= Margery Kempe (novel) =

1994 novel

Margery Kempe is a 1994 novel by New Narrative founding member Robert Glück. It is a retelling of Margery Kempe's purported writing, The Book of Margery Kempe, through a narrator named Bob who is in love with a man named L. It was republished in 2020 by New York Review Books.

== Background and publication ==
Margery Kempe was a mystic in the 1400s who is purported to have written an autobiography entitled The Book of Margery Kempe. It is sometimes referred to as the first autobiography written in the English language.
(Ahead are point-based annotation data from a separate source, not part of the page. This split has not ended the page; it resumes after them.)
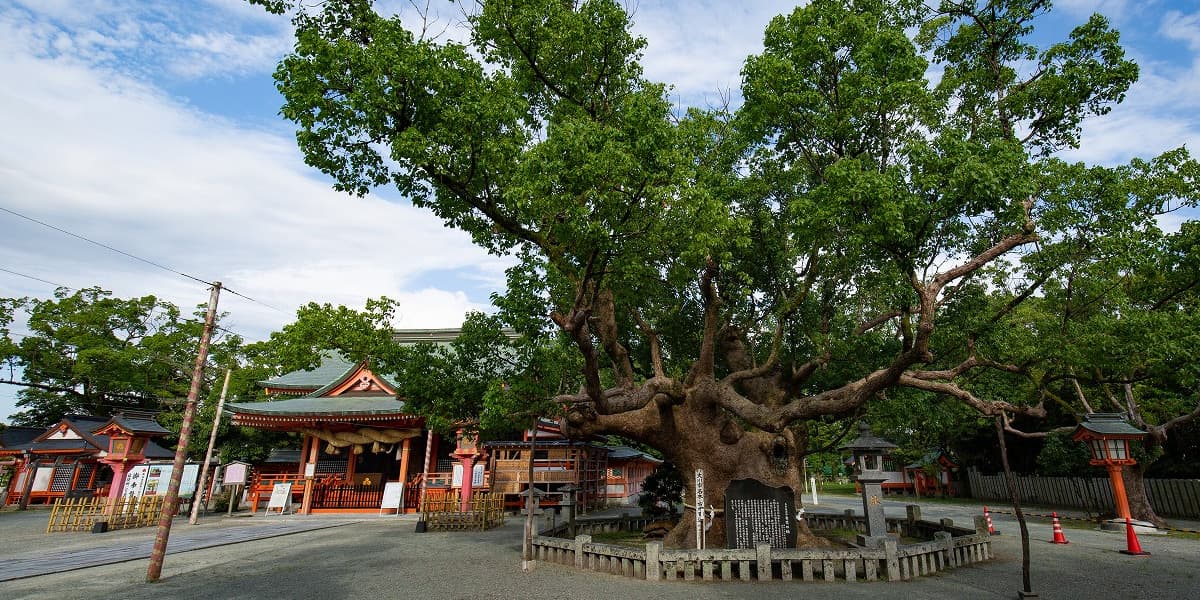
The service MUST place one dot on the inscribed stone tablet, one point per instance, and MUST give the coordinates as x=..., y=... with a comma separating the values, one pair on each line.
x=756, y=513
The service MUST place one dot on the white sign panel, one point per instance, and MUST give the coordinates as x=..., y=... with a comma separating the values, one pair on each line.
x=135, y=480
x=477, y=477
x=700, y=509
x=154, y=479
x=234, y=474
x=42, y=479
x=393, y=496
x=281, y=498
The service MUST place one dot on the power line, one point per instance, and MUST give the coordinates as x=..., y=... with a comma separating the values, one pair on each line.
x=106, y=246
x=31, y=277
x=89, y=240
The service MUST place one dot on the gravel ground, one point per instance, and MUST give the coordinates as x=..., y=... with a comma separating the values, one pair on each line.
x=385, y=558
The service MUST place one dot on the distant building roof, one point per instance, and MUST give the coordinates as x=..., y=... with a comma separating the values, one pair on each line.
x=333, y=366
x=137, y=423
x=323, y=406
x=1107, y=424
x=283, y=455
x=627, y=453
x=76, y=435
x=17, y=437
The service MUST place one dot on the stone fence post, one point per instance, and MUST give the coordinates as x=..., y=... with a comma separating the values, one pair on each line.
x=913, y=513
x=653, y=561
x=763, y=556
x=981, y=523
x=580, y=540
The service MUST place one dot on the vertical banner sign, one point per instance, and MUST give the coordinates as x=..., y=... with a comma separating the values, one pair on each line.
x=700, y=509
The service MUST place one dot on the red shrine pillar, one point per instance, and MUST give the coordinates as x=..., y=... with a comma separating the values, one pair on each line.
x=468, y=472
x=467, y=451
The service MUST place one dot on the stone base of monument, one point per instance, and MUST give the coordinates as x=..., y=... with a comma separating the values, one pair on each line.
x=1139, y=527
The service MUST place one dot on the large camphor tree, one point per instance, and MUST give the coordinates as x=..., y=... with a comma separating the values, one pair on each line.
x=727, y=276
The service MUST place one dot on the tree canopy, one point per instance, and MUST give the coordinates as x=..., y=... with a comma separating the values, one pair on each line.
x=90, y=353
x=727, y=276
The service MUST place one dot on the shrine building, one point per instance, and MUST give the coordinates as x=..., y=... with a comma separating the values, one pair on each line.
x=79, y=456
x=355, y=437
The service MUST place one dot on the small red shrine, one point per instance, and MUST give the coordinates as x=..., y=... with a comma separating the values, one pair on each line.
x=81, y=455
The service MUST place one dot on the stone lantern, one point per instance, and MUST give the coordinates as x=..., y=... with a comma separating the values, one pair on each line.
x=869, y=453
x=1108, y=437
x=467, y=453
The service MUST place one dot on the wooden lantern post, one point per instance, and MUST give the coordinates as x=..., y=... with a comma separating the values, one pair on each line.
x=1108, y=437
x=869, y=453
x=467, y=453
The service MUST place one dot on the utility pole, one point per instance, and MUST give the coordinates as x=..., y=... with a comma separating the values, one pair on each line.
x=208, y=456
x=171, y=503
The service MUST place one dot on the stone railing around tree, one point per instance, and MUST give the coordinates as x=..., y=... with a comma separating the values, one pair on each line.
x=949, y=547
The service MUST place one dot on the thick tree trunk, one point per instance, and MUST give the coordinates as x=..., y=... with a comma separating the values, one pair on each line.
x=694, y=442
x=1139, y=499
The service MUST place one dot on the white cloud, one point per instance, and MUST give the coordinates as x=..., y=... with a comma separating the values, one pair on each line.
x=1111, y=9
x=1186, y=28
x=699, y=47
x=153, y=37
x=113, y=159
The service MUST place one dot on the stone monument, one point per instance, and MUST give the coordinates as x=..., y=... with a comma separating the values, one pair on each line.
x=756, y=513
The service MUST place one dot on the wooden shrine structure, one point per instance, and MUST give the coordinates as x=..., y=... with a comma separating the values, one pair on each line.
x=81, y=456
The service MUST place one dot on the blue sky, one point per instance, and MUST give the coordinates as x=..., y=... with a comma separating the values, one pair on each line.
x=153, y=126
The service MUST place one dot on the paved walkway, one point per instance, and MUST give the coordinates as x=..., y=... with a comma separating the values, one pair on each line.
x=181, y=540
x=382, y=557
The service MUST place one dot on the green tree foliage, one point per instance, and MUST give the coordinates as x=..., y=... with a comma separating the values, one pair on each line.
x=489, y=378
x=729, y=277
x=661, y=492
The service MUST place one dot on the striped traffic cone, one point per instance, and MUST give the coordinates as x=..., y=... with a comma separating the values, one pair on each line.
x=1059, y=538
x=1132, y=541
x=991, y=529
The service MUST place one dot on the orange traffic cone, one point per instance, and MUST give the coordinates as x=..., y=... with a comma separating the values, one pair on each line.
x=991, y=531
x=1059, y=538
x=1132, y=540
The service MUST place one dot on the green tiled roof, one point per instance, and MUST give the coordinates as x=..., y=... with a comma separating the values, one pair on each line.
x=1109, y=424
x=317, y=407
x=333, y=366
Robert Glück published Margery Kempe in 1994 with High Risk Books. It is a work in the New Narrative movement, a collection of experimental writing with queer themes and authors. It is a retelling of The Book of Margery Kempe based on Barry Windeatt's 1985 translation of the text. It centers on its 40-year-old narrator, Bob, who discusses his love of a man named L. in Kempe's style; in some cases, Glück directly quotes from Kempe's writing, though the story itself is set in the twentieth century. Like The Book of Margery Kempe, Glück's novel is mostly focused on the interior life of Bob and the struggles of naming emotions through language.

== Reissue ==
In 2020, New York Review Books reissued the novel; it included a foreword by Colm Tóibín and an afterword by Glück.